# Strikeforce champ Melendez fights Pat Healy Sep. 29, coach had wanted Penn or Pettis



## Rauno (Nov 20, 2009)

> trikeforce lightweight champion Gilbert Melendez (20-2 MMA, 10-1 SF) will fight at the organization's recently announced May 19 event.
> 
> Against whom? That's a good question.
> 
> ...


*MMAJunkie*

I really hope they let Penn go over there to challenge Melendez, i'm sure he'd take such a huge fight. Wouldn't make much sense to bring in Pettis just to take him back to the UFC eventually.


----------



## St.Paul Guy (Mar 8, 2011)

I don't think Penn would have too much interest unfortunately.

And I think every UFC contender is going to avoid going to strikeforce at all costs. It's basically career purgatory at this point; even if you manage to be the champ.


----------



## Rauno (Nov 20, 2009)

Pettis confirmed that the rumors are completely false and he is concentrating on his UFC career. Rightfully so imo.


----------



## Canadian Psycho (Apr 22, 2007)

I'm assuming it'll be another bout with Thompson. I doubt very much that we'll ever see UFC contenders 'move down' to SF. And let's be honest, it would certainly seem like a demotion to anyone vying for a UFC title. Not to knock SF, which I often watch, but it certainly seems like a 'feeder organization' to the UFC as of late.

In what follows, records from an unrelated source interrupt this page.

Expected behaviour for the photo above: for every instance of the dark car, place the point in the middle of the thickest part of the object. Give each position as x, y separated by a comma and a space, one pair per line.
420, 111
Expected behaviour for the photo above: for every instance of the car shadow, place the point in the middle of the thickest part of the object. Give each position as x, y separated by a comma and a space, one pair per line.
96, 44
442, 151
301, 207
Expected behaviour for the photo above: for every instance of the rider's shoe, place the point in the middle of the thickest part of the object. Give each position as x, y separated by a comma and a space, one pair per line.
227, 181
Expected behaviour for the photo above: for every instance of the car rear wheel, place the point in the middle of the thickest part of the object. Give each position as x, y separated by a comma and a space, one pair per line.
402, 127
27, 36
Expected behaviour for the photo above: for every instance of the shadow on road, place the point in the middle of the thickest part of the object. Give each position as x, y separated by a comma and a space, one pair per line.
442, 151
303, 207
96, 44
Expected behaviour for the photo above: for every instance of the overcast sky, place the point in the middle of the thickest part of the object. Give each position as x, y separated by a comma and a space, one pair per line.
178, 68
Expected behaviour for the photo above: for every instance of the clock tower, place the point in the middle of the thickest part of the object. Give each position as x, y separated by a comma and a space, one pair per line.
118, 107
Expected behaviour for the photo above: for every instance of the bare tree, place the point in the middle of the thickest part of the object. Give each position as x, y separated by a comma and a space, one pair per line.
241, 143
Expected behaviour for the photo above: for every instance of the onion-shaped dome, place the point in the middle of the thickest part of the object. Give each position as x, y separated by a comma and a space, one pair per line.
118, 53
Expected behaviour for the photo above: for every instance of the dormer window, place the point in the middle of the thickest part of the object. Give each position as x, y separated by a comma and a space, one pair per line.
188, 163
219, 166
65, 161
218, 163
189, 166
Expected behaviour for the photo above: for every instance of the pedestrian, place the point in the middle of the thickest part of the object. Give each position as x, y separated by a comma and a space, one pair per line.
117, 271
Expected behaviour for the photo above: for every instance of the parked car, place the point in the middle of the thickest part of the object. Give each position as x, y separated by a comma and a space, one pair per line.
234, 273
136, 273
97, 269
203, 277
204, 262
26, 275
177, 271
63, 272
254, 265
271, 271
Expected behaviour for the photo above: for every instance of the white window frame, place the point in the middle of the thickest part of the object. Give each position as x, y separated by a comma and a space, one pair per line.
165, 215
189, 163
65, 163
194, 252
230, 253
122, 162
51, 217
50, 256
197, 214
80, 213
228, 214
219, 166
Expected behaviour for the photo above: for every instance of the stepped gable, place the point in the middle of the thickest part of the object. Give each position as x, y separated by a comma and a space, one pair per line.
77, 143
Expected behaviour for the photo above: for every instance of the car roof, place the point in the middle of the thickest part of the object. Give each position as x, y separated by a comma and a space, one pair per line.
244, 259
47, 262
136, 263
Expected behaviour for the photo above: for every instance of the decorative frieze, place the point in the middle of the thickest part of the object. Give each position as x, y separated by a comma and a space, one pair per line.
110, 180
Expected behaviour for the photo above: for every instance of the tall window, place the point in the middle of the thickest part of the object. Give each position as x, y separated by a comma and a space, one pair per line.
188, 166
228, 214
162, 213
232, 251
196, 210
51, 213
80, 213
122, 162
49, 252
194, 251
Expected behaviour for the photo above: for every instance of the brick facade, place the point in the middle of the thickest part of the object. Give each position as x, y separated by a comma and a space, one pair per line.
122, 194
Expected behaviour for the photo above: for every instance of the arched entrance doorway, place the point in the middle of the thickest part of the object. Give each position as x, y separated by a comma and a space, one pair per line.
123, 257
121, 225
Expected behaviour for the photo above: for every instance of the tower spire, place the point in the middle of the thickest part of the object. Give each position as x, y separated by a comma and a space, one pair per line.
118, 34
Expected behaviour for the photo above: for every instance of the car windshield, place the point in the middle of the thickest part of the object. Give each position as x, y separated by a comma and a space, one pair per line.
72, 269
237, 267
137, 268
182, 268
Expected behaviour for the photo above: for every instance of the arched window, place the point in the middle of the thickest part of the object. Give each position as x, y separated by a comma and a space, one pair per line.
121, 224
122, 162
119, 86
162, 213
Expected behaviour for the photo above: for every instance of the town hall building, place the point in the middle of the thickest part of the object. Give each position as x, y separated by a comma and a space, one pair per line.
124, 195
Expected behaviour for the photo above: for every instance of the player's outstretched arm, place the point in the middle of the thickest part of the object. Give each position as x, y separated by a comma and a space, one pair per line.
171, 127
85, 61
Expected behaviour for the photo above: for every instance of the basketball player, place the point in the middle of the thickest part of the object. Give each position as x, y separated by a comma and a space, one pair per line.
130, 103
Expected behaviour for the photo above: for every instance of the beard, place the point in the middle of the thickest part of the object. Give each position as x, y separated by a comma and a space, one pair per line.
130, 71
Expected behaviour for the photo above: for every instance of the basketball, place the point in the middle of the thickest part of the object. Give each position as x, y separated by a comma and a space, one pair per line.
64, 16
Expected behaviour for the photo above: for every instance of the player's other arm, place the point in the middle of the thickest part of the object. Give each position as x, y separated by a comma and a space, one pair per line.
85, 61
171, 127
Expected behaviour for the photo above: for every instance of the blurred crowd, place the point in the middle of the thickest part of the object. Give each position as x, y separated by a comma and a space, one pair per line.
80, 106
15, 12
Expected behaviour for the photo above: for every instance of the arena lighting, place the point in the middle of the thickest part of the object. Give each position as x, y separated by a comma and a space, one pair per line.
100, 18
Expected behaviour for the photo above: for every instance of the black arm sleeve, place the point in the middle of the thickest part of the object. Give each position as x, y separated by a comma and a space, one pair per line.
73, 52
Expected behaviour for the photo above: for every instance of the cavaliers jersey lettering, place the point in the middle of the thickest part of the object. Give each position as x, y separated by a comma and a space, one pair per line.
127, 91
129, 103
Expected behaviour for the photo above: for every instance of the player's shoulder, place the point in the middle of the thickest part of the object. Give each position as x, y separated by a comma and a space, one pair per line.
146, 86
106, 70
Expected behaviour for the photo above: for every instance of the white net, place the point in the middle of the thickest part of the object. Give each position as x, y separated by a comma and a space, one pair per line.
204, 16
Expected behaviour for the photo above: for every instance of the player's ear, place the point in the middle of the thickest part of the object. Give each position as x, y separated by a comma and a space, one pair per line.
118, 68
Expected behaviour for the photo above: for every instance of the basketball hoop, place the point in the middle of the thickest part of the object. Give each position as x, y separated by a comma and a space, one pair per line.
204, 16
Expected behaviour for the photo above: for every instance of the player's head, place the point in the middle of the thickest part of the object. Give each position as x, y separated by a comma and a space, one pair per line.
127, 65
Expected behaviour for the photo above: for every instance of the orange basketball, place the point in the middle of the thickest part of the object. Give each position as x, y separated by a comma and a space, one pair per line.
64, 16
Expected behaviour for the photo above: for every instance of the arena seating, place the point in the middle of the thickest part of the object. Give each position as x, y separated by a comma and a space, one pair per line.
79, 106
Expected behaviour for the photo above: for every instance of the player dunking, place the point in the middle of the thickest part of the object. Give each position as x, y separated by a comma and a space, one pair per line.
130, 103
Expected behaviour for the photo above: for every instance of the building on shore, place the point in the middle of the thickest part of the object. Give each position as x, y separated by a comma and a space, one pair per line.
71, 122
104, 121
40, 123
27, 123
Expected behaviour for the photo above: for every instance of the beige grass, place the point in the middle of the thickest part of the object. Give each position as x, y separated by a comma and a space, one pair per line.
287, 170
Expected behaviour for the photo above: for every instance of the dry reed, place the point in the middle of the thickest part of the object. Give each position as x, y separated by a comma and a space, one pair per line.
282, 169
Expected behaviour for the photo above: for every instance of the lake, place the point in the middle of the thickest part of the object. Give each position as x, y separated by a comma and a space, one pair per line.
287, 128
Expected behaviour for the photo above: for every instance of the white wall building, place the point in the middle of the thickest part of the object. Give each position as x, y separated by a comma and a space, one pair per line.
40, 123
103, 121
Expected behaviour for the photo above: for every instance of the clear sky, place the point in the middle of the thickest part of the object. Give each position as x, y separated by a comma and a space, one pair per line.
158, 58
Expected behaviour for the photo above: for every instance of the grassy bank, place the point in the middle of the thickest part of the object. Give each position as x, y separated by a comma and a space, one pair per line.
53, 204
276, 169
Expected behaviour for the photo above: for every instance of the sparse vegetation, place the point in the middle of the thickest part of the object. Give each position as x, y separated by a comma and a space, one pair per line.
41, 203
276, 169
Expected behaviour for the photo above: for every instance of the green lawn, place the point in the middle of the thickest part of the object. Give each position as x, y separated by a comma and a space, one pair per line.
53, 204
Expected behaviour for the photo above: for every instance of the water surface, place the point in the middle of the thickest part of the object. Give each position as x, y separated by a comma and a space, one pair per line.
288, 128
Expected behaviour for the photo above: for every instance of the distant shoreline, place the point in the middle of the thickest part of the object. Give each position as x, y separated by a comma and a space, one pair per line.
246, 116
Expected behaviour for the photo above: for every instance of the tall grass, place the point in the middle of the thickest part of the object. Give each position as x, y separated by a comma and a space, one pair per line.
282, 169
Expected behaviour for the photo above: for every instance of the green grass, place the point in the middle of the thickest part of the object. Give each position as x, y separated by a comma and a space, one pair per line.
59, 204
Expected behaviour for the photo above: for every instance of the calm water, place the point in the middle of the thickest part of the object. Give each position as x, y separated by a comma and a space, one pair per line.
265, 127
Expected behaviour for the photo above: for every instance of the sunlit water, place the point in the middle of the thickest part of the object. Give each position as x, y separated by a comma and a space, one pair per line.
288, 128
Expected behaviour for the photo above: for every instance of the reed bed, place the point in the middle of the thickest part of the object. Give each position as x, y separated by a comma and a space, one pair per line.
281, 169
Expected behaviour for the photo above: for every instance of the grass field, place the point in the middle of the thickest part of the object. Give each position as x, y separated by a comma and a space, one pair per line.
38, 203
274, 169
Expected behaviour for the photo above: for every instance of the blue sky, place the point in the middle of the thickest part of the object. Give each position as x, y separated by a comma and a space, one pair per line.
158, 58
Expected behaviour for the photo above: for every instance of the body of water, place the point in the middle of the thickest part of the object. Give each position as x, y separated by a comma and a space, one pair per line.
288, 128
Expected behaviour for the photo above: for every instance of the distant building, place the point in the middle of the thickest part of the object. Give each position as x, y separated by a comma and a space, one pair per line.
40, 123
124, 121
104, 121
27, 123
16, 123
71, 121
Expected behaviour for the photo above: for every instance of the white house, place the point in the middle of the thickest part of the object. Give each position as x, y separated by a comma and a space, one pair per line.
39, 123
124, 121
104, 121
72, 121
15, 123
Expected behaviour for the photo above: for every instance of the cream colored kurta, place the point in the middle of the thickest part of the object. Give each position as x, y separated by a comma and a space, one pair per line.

Penn would be an interesting match-up, though as was said, I don't see him taking it. I think he was serious when he called it quits.


----------



## cdtcpl (Mar 9, 2007)

Who would willingly do this other than someone about to get cut?

Maybe Kenflo just to get a belt?


----------



## xxpillowxxjp (Aug 23, 2010)

cdtcpl said:


> Maybe Kenflo just to get a belt?


HAH, that would be hilarious if he actually did..


----------



## LL (Mar 12, 2011)

Pretty sure BJ's retired, don't know why people keep bringing his name up, the guy can only go for a round these days anyway. He's done.

Pettis should take it though, he'd gain a lot from beating the best Lightweight in the world, not that thief holding the UFC belt.


----------



## Canadian Psycho (Apr 22, 2007)

TheLyotoLegion on Ben Henderson's 'controversial' win over Edgar said:


> not that thief holding the UFC belt.





TheLyotoLegion on Lyoto Machida's controversial win over Shogun said:


> the judges opinion means more than yours


:happy03:


----------



## xxpillowxxjp (Aug 23, 2010)

Nice. Rep incoming


Canadian Psycho said:


> :happy03:


----------



## mmajuggalow (Oct 7, 2012)

Can someone tell me how to start a team


----------